The first part of the book is what editors like to call "rollicking adventure"—exotic locales, unexplored wilderness, high tech, drug cartels, deadly snakes underfoot. It is indeed great fun, as long you're safely reading about them at home. And the expedition really did discover a major pre-Columbian civilization destroyed by Spanish diseases before the Spanish even set foot in Honduras. We fret about pandemics; the Americas suffered the real thing after 1492, with a likely loss of 95% of the pre-Columbian population.

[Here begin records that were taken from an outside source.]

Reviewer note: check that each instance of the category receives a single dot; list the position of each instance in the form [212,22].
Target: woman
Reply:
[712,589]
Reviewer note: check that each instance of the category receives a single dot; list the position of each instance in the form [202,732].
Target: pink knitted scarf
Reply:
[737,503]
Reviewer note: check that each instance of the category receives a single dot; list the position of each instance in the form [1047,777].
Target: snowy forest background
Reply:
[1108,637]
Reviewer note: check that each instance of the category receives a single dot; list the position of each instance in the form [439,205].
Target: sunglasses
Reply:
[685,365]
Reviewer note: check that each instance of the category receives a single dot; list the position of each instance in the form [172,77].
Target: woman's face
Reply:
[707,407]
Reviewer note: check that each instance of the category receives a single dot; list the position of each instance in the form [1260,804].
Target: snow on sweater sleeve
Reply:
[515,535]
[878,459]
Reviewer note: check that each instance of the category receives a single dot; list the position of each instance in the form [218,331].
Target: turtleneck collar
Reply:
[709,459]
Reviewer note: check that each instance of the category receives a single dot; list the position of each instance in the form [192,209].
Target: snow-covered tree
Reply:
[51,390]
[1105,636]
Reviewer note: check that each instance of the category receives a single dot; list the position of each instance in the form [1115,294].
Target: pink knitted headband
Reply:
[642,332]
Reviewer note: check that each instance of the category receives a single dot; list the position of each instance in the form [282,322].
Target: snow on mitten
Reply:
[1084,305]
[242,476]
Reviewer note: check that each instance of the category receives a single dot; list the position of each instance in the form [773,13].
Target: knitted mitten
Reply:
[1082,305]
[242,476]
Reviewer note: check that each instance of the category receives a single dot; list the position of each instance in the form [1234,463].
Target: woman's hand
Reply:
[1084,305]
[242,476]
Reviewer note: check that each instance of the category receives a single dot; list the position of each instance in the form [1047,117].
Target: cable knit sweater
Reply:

The lost city was abandoned in the early 1500s, and evidently not revisited by humans until the expeditions that Preston describes. But its valley was full of sand flies that had been swapping leishmaniasis parasites for 500 years with various mammal hosts. When the archaeologists and their support staff arrived, the sand flies feasted on them—and a few months later, the victims were fighting for their lives.
Preston offers the most vivid account I've yet read about this disease. While he and his colleagues fought a New World strain of the disease, other strains have been killing humans and other species for a long, long time. As Preston observes, even the dinosaurs caught leishmaniasis.